Note: I completed this article on December 9, 2014, and wrote: “(Government) ought not to be afraid of martial law the prospects of which are zero presently, rather minus.” Now merely 9 months later the prospects of martial law have grown formidably positive; so what’s the game, politically speaking, let’s try to see:

What’s the game, politically speaking?
In democracy, only a majority party is allowed to rule, and it may turn out to be a tyranny; no smaller party alone can lay a claim to that privilege. That’s the advantage of democracy one can cite while arguing with its enemies. Pakistan and other countries like it are an exception. In such countries, parties of every size can unleash a rule of tyranny under the banner of populism. Thus all the gatherings and processions of every size which such parties hold are quoted as a referendum against the government. Both Pakistan Tehreek-e-Insaf (PTI) and Pakistan Awami Tehreek (PAT) have been quite vocal in delegitimizing the government after each Jalsaa of theirs; thus PTI’s Faisalabad “lockdown” of December 8 in their wisdom has already unseated the government.

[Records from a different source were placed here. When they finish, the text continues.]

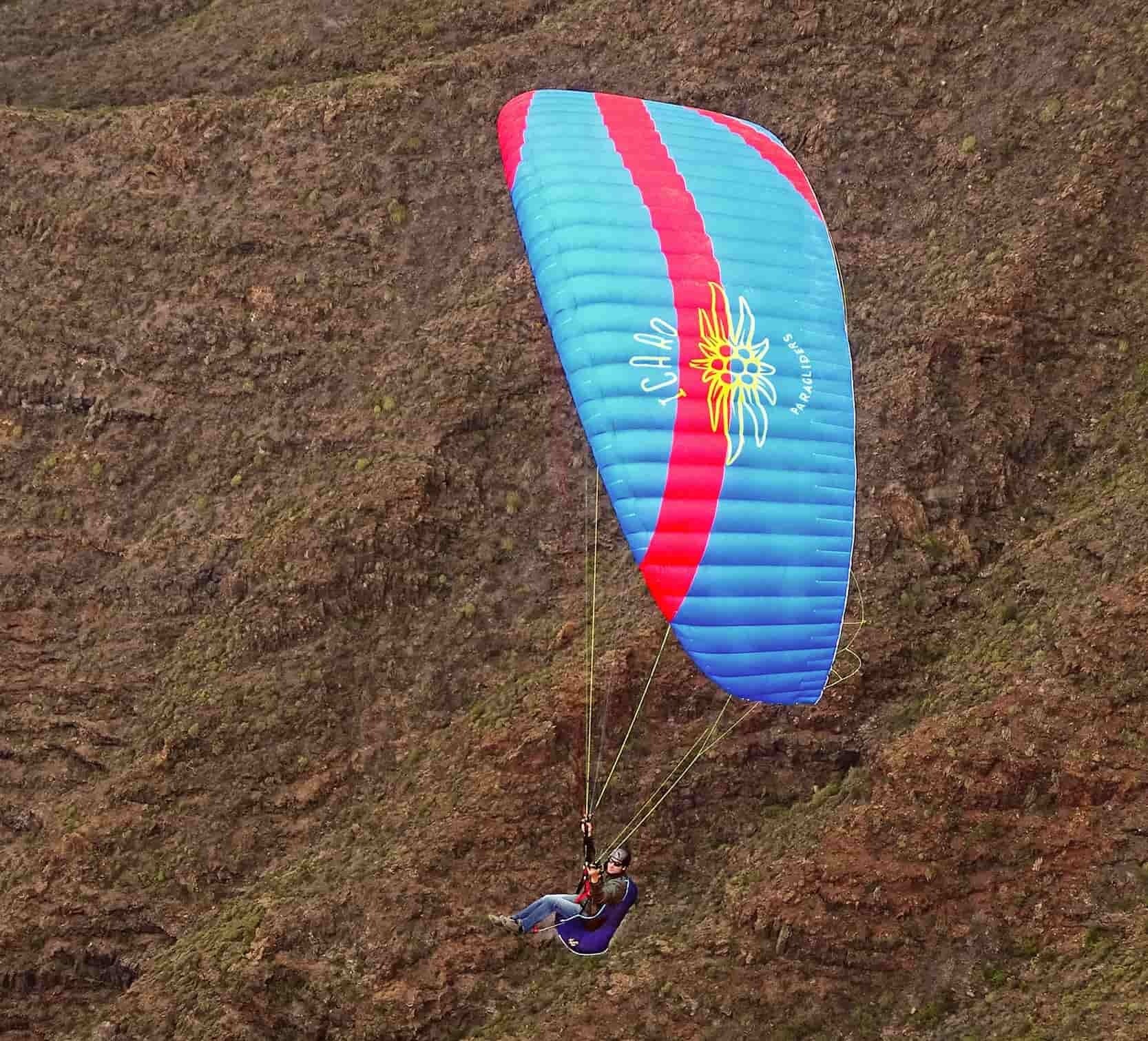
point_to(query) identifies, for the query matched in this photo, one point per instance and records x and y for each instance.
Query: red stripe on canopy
(697, 455)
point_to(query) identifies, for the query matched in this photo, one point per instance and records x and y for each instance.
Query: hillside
(293, 537)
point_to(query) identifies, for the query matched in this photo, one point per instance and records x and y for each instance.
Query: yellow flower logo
(735, 373)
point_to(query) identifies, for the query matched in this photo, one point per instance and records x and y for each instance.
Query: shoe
(505, 922)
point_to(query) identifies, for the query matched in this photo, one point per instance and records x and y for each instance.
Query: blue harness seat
(590, 934)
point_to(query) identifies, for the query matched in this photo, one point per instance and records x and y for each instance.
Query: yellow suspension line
(629, 831)
(634, 719)
(848, 650)
(594, 604)
(698, 748)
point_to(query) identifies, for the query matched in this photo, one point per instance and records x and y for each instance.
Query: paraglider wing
(693, 297)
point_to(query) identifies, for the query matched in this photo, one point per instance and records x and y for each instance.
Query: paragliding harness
(590, 934)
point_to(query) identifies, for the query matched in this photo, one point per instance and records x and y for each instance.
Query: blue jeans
(563, 905)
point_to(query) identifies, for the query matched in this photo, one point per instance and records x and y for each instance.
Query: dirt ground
(292, 537)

That’s because in countries like Pakistan the states have transformed themselves into Jelly States. Years back, a Swedish economist Gunnar Myrdal (1898-1987) denoted them as Soft States; he meant to say: They have rules and laws and various agencies to implement them but they do not do so, and that makes them Soft. He termed them as ridden ‘by deficiencies in legislation and, in particular, law observance and enforcement, a widespread disobedience by public officials and, often, their collusion with powerful persons and groups … whose conduct they should regulate.’ Since then that quality of Softness of states has further deteriorated; it appears that quality has now acquired the characteristics of Jelly, a shapeless thing which fits in with any shape under any type of pressure. That’s how Pakistani state looks like now!
On the one hand a group of just a few hundred or thousand men armed with sticks can paralyze the Pakistani state; that has already happened this August in Islamabad; that happened in Faisalabad too, and is destined to happen in other cities; and on the other hand, though the present government is all determined to try a military general for allegedly committing High Treason but is facing formidable hurdles at every step; all that testifies that the Pakistani state is but helpless in establishing its writ in every domain. Here it doesn’t matter whether it has got the will to establish its writ or not, because there is no way to know but through its own efforts which it may put in establishing its writ and with the help of which it may be ascertained that it is intent upon establishing its writ.

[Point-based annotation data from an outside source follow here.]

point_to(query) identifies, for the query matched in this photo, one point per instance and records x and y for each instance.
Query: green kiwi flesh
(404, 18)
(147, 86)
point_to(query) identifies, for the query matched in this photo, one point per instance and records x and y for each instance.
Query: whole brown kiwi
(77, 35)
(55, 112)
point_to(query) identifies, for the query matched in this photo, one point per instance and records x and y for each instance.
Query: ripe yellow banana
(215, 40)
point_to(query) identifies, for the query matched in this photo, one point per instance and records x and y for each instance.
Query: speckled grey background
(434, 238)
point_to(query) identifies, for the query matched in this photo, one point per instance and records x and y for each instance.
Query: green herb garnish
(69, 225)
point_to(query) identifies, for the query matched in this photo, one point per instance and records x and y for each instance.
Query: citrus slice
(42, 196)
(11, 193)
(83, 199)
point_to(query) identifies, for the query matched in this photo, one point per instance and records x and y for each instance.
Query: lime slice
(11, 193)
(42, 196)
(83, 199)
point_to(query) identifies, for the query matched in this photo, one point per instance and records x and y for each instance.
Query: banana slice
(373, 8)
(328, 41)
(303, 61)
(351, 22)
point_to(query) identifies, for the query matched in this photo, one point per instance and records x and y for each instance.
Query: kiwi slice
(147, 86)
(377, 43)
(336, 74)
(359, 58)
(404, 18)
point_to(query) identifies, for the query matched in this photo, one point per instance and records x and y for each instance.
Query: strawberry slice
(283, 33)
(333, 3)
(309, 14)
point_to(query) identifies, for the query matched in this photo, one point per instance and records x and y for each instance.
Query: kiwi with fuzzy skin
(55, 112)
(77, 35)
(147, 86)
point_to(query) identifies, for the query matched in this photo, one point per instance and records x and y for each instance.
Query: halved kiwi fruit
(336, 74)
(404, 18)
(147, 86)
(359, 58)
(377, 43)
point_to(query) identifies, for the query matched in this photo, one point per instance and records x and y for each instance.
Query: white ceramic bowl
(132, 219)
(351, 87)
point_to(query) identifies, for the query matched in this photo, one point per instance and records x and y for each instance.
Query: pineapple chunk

Let’s pick out three areas to see are there any efforts being made on the part of the state to establish its writ. First is Taliban, who openly challenge the state and want to capture it through an armed struggle. The state completely failed on this count; for many years it let thousands of innocent citizens to be killed by these fanatic warriors and remained mired in its own policy of appeasing them and their supporter groups and parties. Now there is an operation going on, whose range and scope is still not clear. The second area relates to politics. A number of religious and political groups and parties openly challenge the state just like Taliban; they rather blatantly indulge in unlawful rhetoric and behavior so often that makes one wonders are they above the law of the land. Not only are parties like PAT and PTI part of this club of privileged politicians, there are a number of groups and parties which use religion to further their political aims and objectives and though their social base may not be more than a few thousand supporters but they and their leaders work like mafias using arms and fascistic ploys and whenever they want they paralyze the whole cities, and the state seems totally helpless!

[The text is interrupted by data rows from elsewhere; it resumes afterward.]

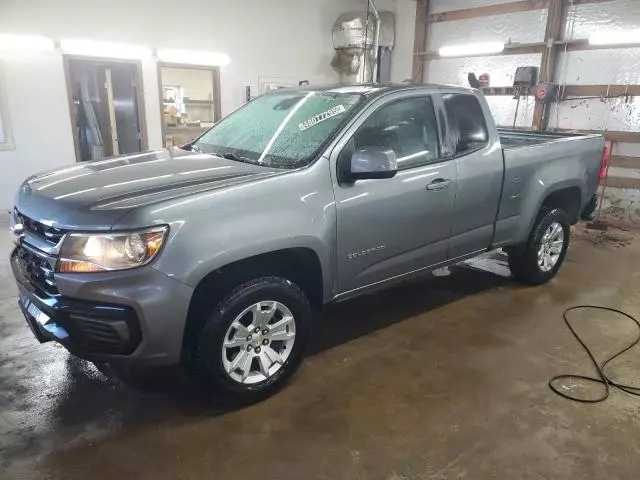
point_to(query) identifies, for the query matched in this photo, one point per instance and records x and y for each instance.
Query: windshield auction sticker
(321, 117)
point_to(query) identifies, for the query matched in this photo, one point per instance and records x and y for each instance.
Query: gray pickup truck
(211, 256)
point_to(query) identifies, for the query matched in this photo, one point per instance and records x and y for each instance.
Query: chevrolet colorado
(211, 256)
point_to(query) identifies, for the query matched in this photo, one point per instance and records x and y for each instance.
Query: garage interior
(443, 377)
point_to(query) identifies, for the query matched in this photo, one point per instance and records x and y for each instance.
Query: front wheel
(253, 340)
(541, 257)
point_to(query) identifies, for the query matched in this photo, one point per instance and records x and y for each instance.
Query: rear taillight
(606, 155)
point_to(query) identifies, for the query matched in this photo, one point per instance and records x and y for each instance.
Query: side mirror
(373, 162)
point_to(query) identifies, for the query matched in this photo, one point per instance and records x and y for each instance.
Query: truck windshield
(281, 129)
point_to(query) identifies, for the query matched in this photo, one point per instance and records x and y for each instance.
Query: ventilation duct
(354, 40)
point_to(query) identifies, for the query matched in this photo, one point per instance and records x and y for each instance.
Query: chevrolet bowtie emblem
(17, 229)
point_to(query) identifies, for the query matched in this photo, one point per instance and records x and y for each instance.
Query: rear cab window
(466, 125)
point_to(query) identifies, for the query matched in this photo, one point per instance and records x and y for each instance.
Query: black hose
(602, 378)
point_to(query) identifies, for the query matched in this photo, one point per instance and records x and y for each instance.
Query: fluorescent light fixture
(471, 49)
(618, 37)
(94, 48)
(25, 43)
(193, 57)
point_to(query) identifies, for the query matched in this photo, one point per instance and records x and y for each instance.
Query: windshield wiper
(232, 156)
(190, 148)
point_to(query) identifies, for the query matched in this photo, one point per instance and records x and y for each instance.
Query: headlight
(86, 252)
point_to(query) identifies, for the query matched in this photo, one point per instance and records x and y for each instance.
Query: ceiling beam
(509, 49)
(575, 91)
(419, 40)
(500, 9)
(488, 11)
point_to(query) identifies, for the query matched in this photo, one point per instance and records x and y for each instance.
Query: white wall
(40, 119)
(266, 40)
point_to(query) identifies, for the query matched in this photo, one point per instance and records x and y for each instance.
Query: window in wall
(190, 102)
(406, 126)
(467, 129)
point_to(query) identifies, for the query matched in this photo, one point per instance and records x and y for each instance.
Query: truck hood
(94, 195)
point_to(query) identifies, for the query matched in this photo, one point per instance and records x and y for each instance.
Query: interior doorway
(190, 98)
(107, 113)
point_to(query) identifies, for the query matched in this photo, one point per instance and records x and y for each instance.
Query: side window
(467, 129)
(406, 126)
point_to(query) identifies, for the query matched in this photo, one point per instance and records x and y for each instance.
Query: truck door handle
(439, 184)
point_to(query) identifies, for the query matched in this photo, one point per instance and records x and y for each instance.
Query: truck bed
(535, 164)
(511, 139)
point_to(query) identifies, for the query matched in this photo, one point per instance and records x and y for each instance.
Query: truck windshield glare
(282, 130)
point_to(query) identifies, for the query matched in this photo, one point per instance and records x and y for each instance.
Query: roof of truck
(371, 89)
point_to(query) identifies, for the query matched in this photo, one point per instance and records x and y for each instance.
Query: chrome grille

As has already been mentioned the third area is where the present government, which is at the moment in command of the state of Pakistan, is trying its hardest to bring a usurper general to book; that the Pakistan Muslim League (N)’s government is doing that in the face of fatal odds is no secret now. And the do-and-die and destabilizing politics of PTI needs to be explained in that context also.
In view of the above, one lesson, which every political analyst and politician be he in the government or outside of it needs to learn, is that political actions are not judged by the intentions of their actors, i.e. political parties and leaders, but by their impact and consequences. That’s the first and in a sense last tool of any political analysis; because in its absence no political action may be understood in terms of its impact. As for the intentions of anybody, one can never be sure of; and of course, when a murder occurs, it’s a murder only, though the circumstances are taken into account which prompted that murder; however, the fact of that murder is never disputed, which is a consequence of the circumstances. For instance there may develop a consensus what impact the PAT and PTI politics during this August-October and PTI’s present politics is having on various things including the state and its writ, but never on their intentions.
Unfortunately, from those who are at the helm of affairs of the state and the politicians to those who form the circles of opinion and political following no one is serious in taking into consideration how the present politics of PTI is weakening not only the writ of the state but state itself. Hence, it is this third area of politics where the present government which manifests the state of Pakistan at the moment must establish its writ. It ought not to be afraid of martial law the prospects of which are zero presently, rather minus. It ought to bring the state of Pakistan into the shape which the provisions of its constitution endow it with. It ought not to allow the society of Pakistan slide into a chaos which may result in a civil war. It’s time the state of Pakistan must act to establish its writ in the political domain where it is required to be established first!